Aaron Krol: What I Am Is A Piss-Poor Novelist

“We’ve had fruitflies,” I said, flicking my hand at the bowl
where two plums sat mashed together under a film of Saran Wrap.
She pulled the shoulder of her blouse up to hide her bra strap
and some lace jiggled at belly level. When she walked, the whole

kitchen set groaned. Yowzah, thought the dog from his time vortex,
up to his muzzle in scrambled-up innards. I’d let her scratch the good spot.
“That’s not it exactly,” I said. “It’s more like I’ve got
fruitflies of the brain. Like I’m walking from cortex to cortex

clapping my hands at them and shouting. My head’s made of frosted glass
and I’m the light trying to squeeze through.” She’d crept up beside
the liquor cabinet, purring: “You’re a poet?” “That’s right,” I lied,
as a drink poured itself on the counter. Get a load of that ass,

the dog added from somewhere in the 16th century.
The sirens were getting closer and the clock on the bomb
read DUCK. “Listen,” she whispered, while the intercom
tracked footsteps up the front stairs. “You didn’t mention me

to anyone, did you?” That’s when I knew that she didn’t know that I didn’t
even know her name.
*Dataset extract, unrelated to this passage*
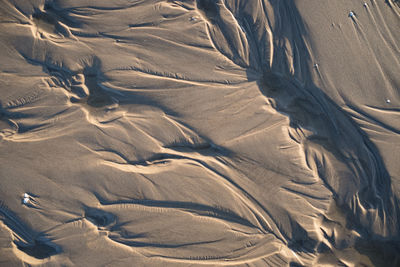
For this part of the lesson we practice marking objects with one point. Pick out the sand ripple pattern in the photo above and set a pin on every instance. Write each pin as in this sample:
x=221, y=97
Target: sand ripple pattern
x=184, y=132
Her hand brushed against my arm
and my heart went off like a carbon monoxide alarm.
Here I was with a smoking dame, the address where the diamonds were hidden,

an email chain leading back to the governor, and it still wasn’t nine in the morning.
A jukebox downstairs belched out Frank Sinatra, and she clutched
me so tight to her hip, I could feel our .45 revolvers touch.
All at once, in a flash, before I could blink, suddenly, and without warning,

I remembered my childhood. I was fourteen years old, walking the dog
along the reservoir, our breath leaving jet trails in the frosty air.
Warming my hands in his fur. Then going home, where
my father would beat me and then stir eggnog

with the same wooden spoon. Hunched over the cast-iron pot, every
night of the Advent calendar, coaxing the rum to bubble
and splash yolk on his flannel shirt. Just watching him was asking for trouble.
But I couldn’t stand there lost in quiet reverie

shining insights into my character. Something was amiss.
Back in media res, the phone was ringing with news
from the police chief – but the lines had been cut. Somehow all the clues
led straight to her: so hot-blooded you could burn your tongue on a kiss,

yet concealing the cold heart of an unreliable narrator.
There was no time to think. The street outside had fallen silent
and my martini was rippling gently on the kitchen island.
“Look out!” I ejaculated, tackling her against the refrigerator

as the window splintered into a hundred thousand pieces.
Her breasts were throbbing so hard, I almost didn’t notice my head spinning
from the effects of the chlorotoxin. I should have seen it from the beginning –
she’d laid out her plan like a plate of artisanal cheeses

and I’d been too slow on the uptake. As I gave in to the dizzy
loss of sensation, her laugh echoed like a face through a hall of mirrors.
Meanwhile, Henry VIII was scratching someone behind his ears.
Goddammit, thought the dog. I was sure we’d see them getting busy.